When I first moved to Denver, I was studying for the bar and didn't have a job. Needless to say, the days got pretty long and boring. Adam would walk in the door at 6pm and I would bombard him, so happy to have someone else to talk to besides Henry.
After only a few days of this, I decided to join Pure Barre. I'm sure you've heard about it, since it's sweeping the country. I bet you've also heard rumors that it's "like ballet" or "only for girls." Well, let me tell you something, it is hard work. I've been a loose-definition of the word athlete my whole life. I "run" I "hike" I stay in shape, but this workout kicks my butt. I highly suggest it. The teachers are incredible, sweet, smart and so strong! I've made great girlfriends from it, and at the end of the hour, I've never felt better. Granted there are times when I'm 'tucking,' that I want to scream in pain, but it's well worth the workout.
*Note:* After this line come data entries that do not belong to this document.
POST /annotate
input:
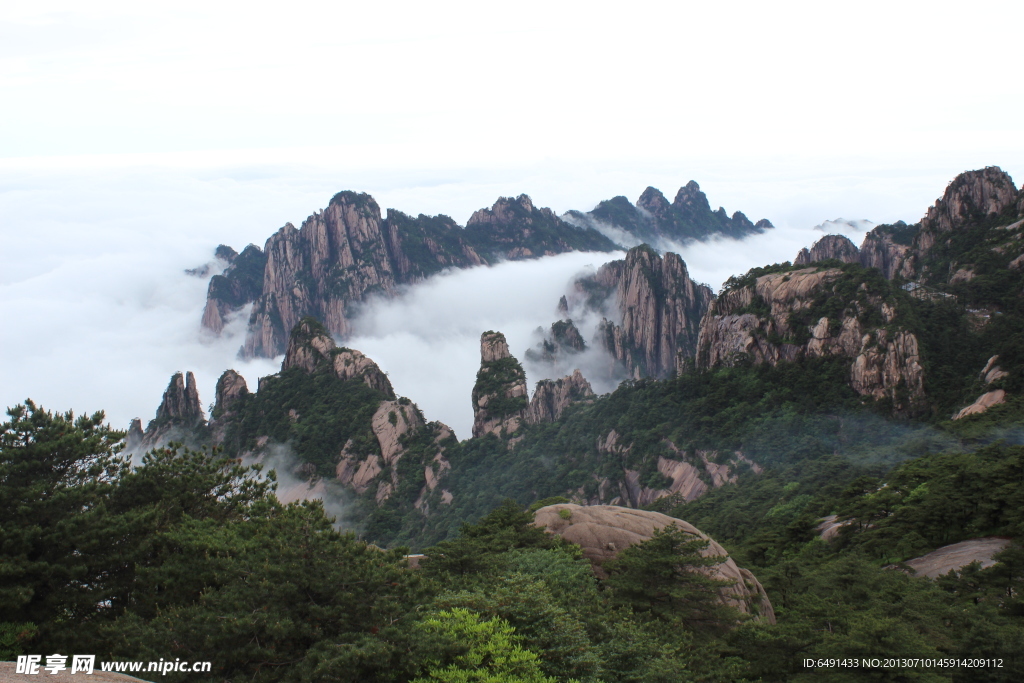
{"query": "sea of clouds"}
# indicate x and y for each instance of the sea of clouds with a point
(98, 312)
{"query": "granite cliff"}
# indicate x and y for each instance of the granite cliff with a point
(347, 252)
(656, 221)
(814, 312)
(655, 310)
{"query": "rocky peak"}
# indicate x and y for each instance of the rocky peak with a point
(888, 248)
(553, 396)
(779, 317)
(653, 202)
(230, 388)
(322, 269)
(180, 403)
(971, 196)
(690, 198)
(827, 248)
(500, 393)
(310, 347)
(660, 310)
(563, 339)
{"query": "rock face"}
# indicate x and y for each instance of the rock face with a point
(829, 247)
(985, 401)
(180, 402)
(178, 416)
(310, 347)
(688, 475)
(660, 310)
(562, 340)
(655, 220)
(500, 393)
(604, 530)
(956, 556)
(231, 388)
(322, 269)
(775, 319)
(241, 284)
(553, 396)
(972, 196)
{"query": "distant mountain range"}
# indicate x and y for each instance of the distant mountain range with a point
(347, 252)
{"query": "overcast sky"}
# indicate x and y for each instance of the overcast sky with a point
(134, 137)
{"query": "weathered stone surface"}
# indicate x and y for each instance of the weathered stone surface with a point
(660, 310)
(322, 269)
(604, 530)
(500, 393)
(880, 250)
(956, 556)
(829, 247)
(984, 401)
(886, 361)
(690, 476)
(971, 196)
(991, 372)
(310, 345)
(134, 436)
(230, 387)
(553, 396)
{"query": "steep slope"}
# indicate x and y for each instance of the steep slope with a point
(500, 393)
(604, 530)
(179, 417)
(811, 312)
(347, 252)
(657, 308)
(654, 220)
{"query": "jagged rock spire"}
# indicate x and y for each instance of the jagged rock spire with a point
(500, 393)
(553, 396)
(180, 402)
(310, 346)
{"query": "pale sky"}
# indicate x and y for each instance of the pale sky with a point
(134, 137)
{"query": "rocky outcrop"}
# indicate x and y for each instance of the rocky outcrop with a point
(514, 228)
(500, 393)
(956, 556)
(178, 417)
(888, 249)
(392, 421)
(180, 403)
(660, 310)
(231, 388)
(240, 284)
(830, 247)
(656, 221)
(134, 436)
(604, 530)
(561, 341)
(688, 475)
(776, 318)
(984, 401)
(552, 397)
(310, 347)
(323, 269)
(972, 196)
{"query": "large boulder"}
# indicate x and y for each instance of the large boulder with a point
(604, 530)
But with great workouts come great thoughts. I got this great idea after reading a blog, written by a guy, on his first experience with PB. It's hilarious you should read it. My two good friends are also PB enthusiasts and with their help I've come up with 21 thoughts everyone has during one hour of Pure Barre.
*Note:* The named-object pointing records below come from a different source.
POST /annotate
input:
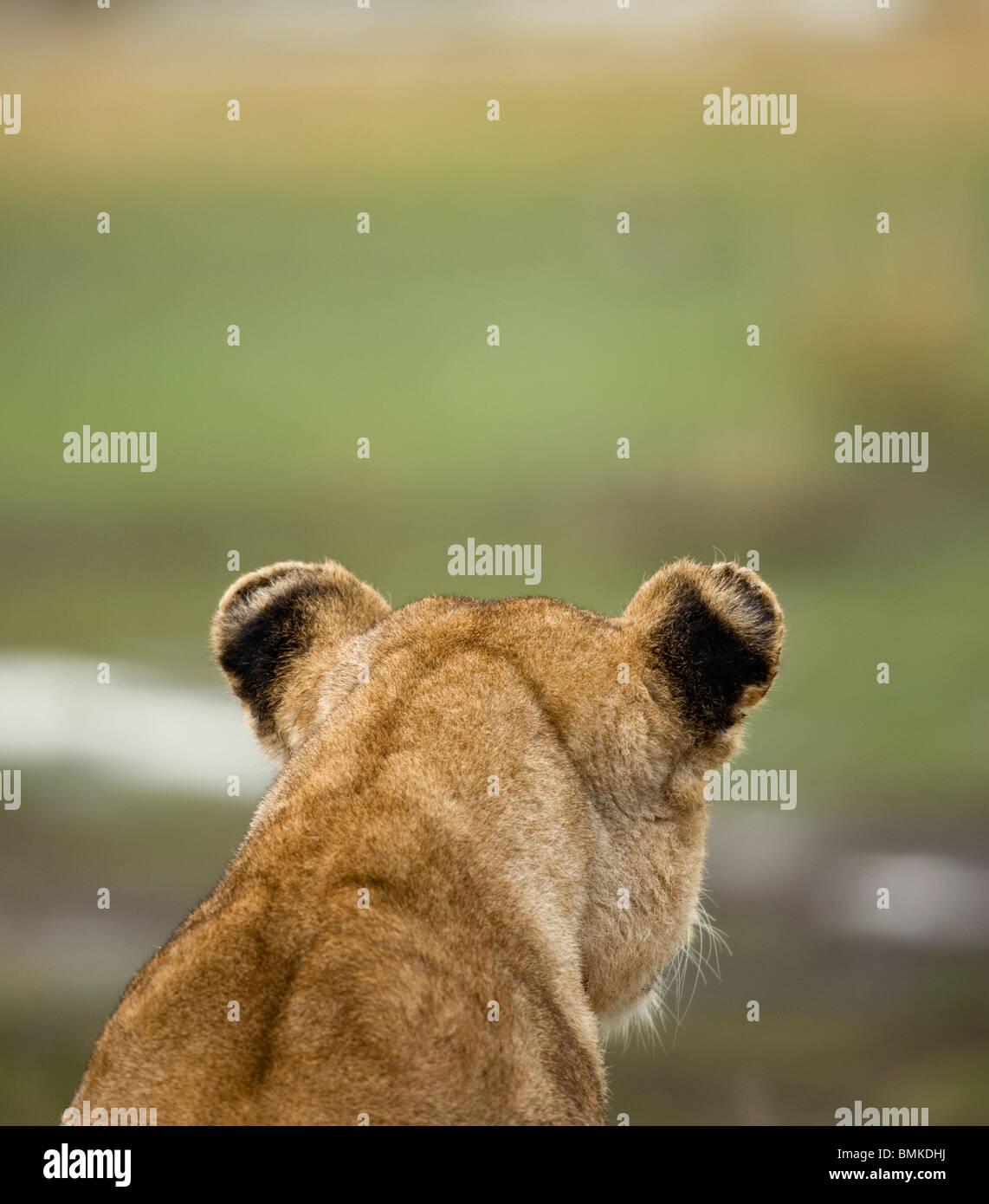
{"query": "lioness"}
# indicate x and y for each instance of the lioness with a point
(488, 838)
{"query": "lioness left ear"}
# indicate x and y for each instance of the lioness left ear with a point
(713, 636)
(277, 629)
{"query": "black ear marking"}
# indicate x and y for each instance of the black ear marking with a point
(713, 636)
(707, 663)
(277, 627)
(268, 625)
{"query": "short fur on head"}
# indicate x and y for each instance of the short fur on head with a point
(488, 837)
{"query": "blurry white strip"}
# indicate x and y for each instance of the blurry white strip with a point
(138, 728)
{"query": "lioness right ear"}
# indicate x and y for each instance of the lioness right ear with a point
(714, 636)
(277, 629)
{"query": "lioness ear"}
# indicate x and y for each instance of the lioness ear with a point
(713, 635)
(275, 631)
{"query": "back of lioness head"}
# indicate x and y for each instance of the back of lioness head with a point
(634, 709)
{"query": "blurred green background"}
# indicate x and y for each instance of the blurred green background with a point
(603, 336)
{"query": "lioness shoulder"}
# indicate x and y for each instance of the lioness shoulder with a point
(486, 838)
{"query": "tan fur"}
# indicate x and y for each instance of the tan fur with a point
(475, 898)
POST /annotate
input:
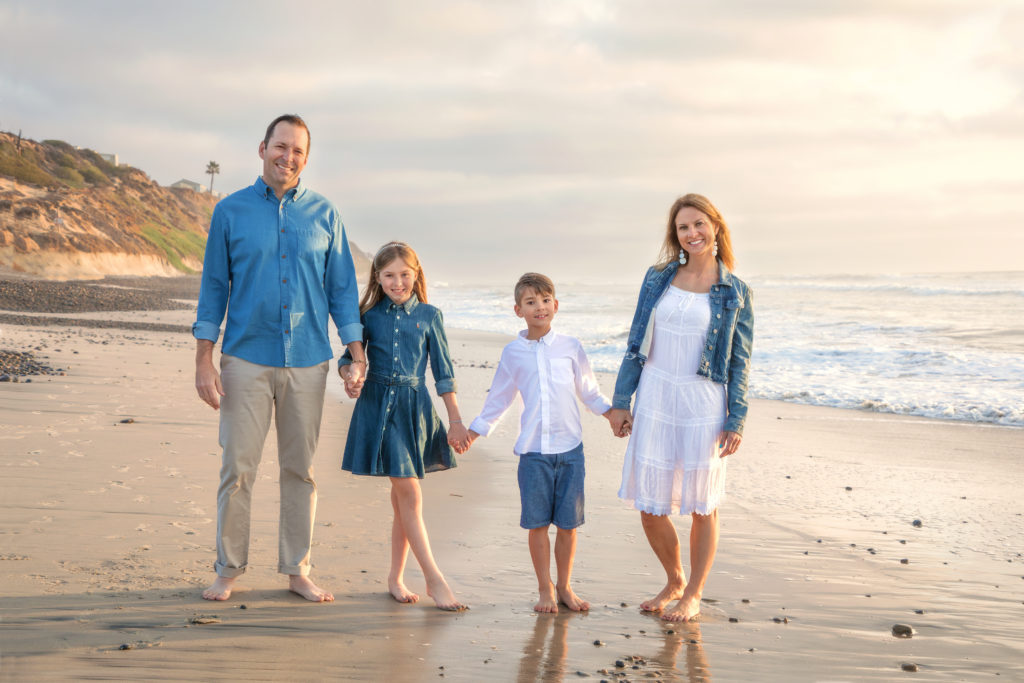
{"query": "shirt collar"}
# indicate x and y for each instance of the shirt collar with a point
(266, 191)
(411, 303)
(548, 339)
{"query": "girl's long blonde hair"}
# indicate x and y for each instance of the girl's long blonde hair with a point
(374, 293)
(671, 246)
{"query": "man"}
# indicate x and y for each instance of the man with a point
(278, 260)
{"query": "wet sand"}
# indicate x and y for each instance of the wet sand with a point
(108, 538)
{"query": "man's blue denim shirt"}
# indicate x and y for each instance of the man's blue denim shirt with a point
(726, 356)
(280, 268)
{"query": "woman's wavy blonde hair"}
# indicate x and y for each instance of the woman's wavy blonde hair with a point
(671, 246)
(374, 293)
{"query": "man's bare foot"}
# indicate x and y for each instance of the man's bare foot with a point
(687, 609)
(571, 600)
(669, 593)
(220, 590)
(443, 597)
(399, 592)
(303, 586)
(548, 602)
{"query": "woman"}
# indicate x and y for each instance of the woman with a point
(687, 359)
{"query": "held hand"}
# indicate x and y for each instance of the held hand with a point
(458, 437)
(621, 421)
(208, 384)
(728, 442)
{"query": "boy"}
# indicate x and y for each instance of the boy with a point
(549, 371)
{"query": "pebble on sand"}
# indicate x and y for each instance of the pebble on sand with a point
(902, 630)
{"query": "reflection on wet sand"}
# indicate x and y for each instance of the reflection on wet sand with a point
(544, 653)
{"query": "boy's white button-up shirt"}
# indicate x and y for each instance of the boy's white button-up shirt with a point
(550, 374)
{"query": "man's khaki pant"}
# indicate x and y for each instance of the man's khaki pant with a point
(295, 396)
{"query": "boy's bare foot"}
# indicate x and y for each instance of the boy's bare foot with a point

- Is being completely uncomfortable and in pain for almost a full hour really worth it? What if I just swapped out food for ice chips for a few days instead?
- Wait, what's going on? I'm lost.
- 10 seconds has never felt so long in my whole life.
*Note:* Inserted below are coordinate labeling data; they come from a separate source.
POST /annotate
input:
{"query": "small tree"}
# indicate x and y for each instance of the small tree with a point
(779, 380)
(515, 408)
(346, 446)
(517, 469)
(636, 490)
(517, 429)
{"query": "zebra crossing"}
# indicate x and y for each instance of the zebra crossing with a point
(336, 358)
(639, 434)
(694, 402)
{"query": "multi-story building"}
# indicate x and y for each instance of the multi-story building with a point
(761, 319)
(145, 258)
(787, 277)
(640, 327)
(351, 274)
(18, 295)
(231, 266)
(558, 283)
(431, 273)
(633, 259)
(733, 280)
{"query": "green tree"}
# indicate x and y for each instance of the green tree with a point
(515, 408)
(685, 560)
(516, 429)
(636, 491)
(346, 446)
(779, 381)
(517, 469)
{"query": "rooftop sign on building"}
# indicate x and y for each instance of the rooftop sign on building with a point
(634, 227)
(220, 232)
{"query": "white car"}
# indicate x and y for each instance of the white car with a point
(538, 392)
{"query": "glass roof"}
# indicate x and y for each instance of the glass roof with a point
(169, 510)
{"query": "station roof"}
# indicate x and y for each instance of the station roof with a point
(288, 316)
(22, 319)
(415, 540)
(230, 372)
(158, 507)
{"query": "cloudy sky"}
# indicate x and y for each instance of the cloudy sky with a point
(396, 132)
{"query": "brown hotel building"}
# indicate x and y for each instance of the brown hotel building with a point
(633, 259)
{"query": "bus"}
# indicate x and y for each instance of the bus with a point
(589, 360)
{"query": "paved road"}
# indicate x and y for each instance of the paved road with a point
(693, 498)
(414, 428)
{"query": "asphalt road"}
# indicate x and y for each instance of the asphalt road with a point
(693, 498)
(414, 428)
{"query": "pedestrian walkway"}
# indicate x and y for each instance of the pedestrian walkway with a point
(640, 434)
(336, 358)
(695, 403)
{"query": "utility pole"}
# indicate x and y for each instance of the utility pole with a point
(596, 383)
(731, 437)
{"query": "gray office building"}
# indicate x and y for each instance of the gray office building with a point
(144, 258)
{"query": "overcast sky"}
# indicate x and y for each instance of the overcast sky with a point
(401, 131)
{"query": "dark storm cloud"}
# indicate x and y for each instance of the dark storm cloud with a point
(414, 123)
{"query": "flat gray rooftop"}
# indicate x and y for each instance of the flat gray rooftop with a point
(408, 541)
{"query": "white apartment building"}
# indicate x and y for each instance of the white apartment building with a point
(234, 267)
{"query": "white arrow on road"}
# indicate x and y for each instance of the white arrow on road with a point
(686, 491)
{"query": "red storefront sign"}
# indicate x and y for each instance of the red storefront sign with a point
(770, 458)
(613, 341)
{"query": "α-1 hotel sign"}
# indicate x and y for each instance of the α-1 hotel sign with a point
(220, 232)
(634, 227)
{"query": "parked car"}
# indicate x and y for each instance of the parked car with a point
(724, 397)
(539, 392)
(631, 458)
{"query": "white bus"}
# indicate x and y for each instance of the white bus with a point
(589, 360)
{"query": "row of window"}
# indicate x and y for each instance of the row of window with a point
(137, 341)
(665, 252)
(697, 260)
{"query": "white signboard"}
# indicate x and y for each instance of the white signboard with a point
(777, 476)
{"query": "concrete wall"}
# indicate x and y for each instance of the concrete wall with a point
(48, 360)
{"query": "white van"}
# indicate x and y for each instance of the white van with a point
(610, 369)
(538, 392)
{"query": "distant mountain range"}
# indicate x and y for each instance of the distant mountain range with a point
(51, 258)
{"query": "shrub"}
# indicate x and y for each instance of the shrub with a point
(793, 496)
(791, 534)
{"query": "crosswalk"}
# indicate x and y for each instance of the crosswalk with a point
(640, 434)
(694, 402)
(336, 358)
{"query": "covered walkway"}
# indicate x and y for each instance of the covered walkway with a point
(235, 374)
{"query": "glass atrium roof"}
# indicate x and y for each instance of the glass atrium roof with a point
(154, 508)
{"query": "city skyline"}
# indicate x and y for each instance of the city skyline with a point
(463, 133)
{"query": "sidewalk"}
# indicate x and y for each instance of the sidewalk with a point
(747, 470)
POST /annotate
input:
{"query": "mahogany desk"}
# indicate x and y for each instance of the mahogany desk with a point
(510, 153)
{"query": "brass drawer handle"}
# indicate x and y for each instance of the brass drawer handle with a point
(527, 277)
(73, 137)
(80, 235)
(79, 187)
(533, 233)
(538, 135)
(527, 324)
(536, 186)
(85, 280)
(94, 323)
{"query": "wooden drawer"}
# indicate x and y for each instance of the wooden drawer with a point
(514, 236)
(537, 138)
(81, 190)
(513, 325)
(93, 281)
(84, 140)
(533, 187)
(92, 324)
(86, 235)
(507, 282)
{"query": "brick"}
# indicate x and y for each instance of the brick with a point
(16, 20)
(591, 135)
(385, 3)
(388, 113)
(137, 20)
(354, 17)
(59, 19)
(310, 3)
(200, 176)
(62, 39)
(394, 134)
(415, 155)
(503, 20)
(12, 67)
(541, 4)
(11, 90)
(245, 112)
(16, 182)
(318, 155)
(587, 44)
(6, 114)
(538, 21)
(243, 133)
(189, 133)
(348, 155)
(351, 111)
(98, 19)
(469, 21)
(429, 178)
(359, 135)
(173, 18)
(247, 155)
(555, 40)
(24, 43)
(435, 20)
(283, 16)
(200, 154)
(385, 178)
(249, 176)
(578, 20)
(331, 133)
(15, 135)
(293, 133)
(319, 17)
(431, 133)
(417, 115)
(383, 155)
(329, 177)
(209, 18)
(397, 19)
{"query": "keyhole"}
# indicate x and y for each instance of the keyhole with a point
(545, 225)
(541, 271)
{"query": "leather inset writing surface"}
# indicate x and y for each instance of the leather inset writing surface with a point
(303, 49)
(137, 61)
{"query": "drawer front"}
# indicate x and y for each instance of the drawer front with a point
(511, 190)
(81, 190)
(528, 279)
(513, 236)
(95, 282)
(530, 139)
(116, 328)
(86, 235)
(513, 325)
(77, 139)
- Don't you dare come out of that thigh... The feeling of coming face to face with death is only fleeting.
- Why are there three sets of thighs? Last I checked I only have 2 thighs so where's the rule that there are no more thigh workouts then you have body parts?
- Ah, yes, time to stretch. Oh my gosh, why is the teacher pushing on my back? I thought class was over. Oh my gosh. Oh my gosh. Wait, this feels good.
- Wow, these woman are beautiful. How do they all look so amazing after sweating for an hour? Her body is banging. Did you see her diamond ring?
- It's just not natural for my leg to be raised as high as my hip, and extending straight off my hip... God didn't intend for humans to ever be in that position.
- How do people get their leg so straight? Mine looks like I'm bending it on purpose.
- This resistance band is so strong. Why oh why do we have to use this?
- Who picks which song is played when? I am about to lose it when it’s 12 minutes of straight techno during thighs, and then an amazing song comes on for 30 seconds while we stretch before switching back to techno!
- I didn't know I had muscles there. This is going to hurt like hell tomorrow.
- I just don't think I can go on from the warm-up... that was good enough let's call it a day.
- Seriously, WHERE is the final 10 count? Okay, here it is, now WHY IS IT SO SLOW
- Rock up to seated after the final stretch? More like roll over and try to pull myself off the carpet.
- I'm starving.
- But seriously, I carry a 12 pound purse every day, how can I not hold these 2 pound weights?
- Wow, these are warmups? Wow, these are hard. Wow, I'm ready for wine.
- If these socks are so sticky, why are my feel sliding?
- That was the hardest thing I've ever done, ever. I'm totes coming back tomorrow.